The Moravian Slaves, a popular narrative about Christian Missions concerning Johann Leonhard Dober and David Nitschmann, describes how these two young Moravian Brethren from Herrnhut, Germany, were called in 1732 to minister to the African slaves on the islands of St. Thomas and St. Croix in the Danish West Indies. Allegedly, when they were told that they would not be allowed to do such a thing, Dober and Nitschmann sold themselves to a slave owner and boarded a ship bound for the West Indies. As the ship pulled away from the docks, it is said that they called out to their loved ones on shore, "May the Lamb that was slain receive the reward of His suffering!"
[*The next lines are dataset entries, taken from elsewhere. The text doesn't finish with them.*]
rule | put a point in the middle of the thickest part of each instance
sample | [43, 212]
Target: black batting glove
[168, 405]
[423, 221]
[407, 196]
== Mission to St. Thomas and St. Croix ==
The missionaries did assert that they were willing to become slaves if it was the only way to reach the slaves. Many sources claim that they actually followed through, sold themselves, boarded a ship, and were never heard from again. In fact, after being sent out by Count Nicolaus Ludwig Zinzendorf, the two traveled from Herrnhut to Copenhagen, Denmark, where their plan initially met with strong opposition. When asked by a court official how they would support themselves, Nitschmann replied,

“We shall work as slaves among the slaves."

“But,” said the official, “that is impossible. It will not be allowed. No white man ever works as a slave.”

“Very well,” replied Nitschmann, “I am a carpenter, and will ply my trade.”

After some difficulty, the missionaries found support from the Danish Queen and her court, and although the Danish West Indian Company refused to grant them passage, a ship was eventually procured. Leaving Copenhagen on Oct 8, 1732, they arrived in St. Thomas two months later on December 13. While in the St. Thomas, they lived frugally and preached to the slaves, and they had a certain amount of success. By 1734 they had both returned to Germany, but other Moravian missionaries continued the work, establishing churches on St. Thomas, St. Croix, St. John's, Jamaica, Antigua, Barbados, and St. Kitts. Moravian missionaries baptized 13,000 converts before any other missionaries arrived on the scene.

After returning from the West Indies, both men continued to serve in the Moravian church, and both were ordained as bishops. Dober remained in Europe, but Nitschmann traveled with John Wesley and helped to found the mission at Bethlehem, Pennsylvania.